[Illustration: JUSTICE AND DIVINE VENGEANCE PURSUING CRIME. FROM A PAINTING BY PRUD’HON.
This picture was painted for the Criminal Court of the Palace of Justice in Paris. At the time of the Restoration in 1816 the picture was replaced by a crucifix, and removed to the Luxembourg gallery, where it remained until 1823, when it was placed in the Louvre. It is considered Prud’hon’s masterpiece.]
It is as though nature had wished a contrast to this coldly intellectual type that there should have existed at the same time a painter who, seeking at the same inexhaustible fountain-head of classicism, found inspiration for an art almost morbid in excess of sentiment. Pierre Prud’hon was born at Cluny in Burgundy, April 4, 1758, the son of a poor mason who, dying soon after the boy’s birth, left him to the care of the monks of the Abbey of Cluny. The pictures decorating the monastery visibly affecting the youth, the Bishop of Macon placed him under the tuition of one Desvoges, who directed the school of painting at Dijon. Here his progress was rapid, but at nineteen the too susceptible youth married a woman whose character and habits were such that his life was rendered unhappy thenceforward.
In 1780 Prud’hon went to Paris to prosecute his studies; and there, two years after, was awarded a prize, founded by his province, which enabled him to go to Rome.
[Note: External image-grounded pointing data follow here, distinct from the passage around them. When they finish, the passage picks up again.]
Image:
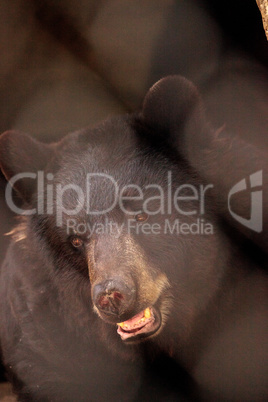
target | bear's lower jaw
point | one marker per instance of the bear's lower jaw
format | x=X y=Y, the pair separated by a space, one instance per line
x=140 y=327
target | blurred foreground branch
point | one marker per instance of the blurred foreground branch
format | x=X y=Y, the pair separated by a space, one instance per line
x=263 y=6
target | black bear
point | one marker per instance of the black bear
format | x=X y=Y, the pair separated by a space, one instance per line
x=126 y=243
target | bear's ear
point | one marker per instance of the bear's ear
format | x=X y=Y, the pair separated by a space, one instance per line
x=174 y=108
x=20 y=153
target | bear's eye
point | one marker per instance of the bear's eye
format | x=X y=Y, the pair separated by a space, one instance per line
x=142 y=217
x=77 y=242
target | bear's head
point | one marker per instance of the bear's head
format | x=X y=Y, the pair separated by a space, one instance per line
x=124 y=214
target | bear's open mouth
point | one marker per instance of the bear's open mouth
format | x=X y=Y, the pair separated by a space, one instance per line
x=142 y=325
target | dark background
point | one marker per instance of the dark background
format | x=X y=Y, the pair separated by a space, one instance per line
x=68 y=64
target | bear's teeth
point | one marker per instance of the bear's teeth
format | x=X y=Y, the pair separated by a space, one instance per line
x=147 y=312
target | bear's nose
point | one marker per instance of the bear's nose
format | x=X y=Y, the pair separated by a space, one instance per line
x=113 y=296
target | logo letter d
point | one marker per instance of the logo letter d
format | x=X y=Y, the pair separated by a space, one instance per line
x=255 y=221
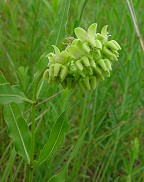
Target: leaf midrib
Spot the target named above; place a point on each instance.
(13, 95)
(23, 144)
(54, 143)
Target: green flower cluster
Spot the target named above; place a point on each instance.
(85, 62)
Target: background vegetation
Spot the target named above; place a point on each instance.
(113, 113)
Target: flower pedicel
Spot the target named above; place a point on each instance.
(85, 62)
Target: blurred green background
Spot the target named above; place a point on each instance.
(113, 113)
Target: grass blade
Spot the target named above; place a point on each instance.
(55, 139)
(18, 130)
(10, 94)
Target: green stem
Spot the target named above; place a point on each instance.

It is characteristic of the man that, in the competition for this prize, he was so touched by the despair of one of his comrades competing with him that he repainted completely his friend’s picture—with such success that it was the friend to whom the prize was awarded, and who, but for a tardy awakening of conscience, would have gone to Rome in his place.
The judgment rectified, Prud’hon went to Rome, where he stayed seven years, studying Raphael, Leonardo da Vinci, and above all Correggio, whose influence is manifest in his work, and returned to Paris in 1789. Unknown, and timid by nature, he attracted little attention, and for some years gained his living by designing letter-heads, visiting cards, which were then of an ornate description, and the many trifles which constitute a present resource to the unsuccessful painter even to-day.
[Illustration: THE ASSUMPTION OF THE VIRGIN. FROM A PAINTING BY PRUD’HON.
This picture was ordered by the Emperor Napoleon for the chapel of the Tuileries. It was exhibited in the Salon of 1819, and, after the Revolution of 1848, was removed from the Tuileries to the Louvre, where it has since remained.]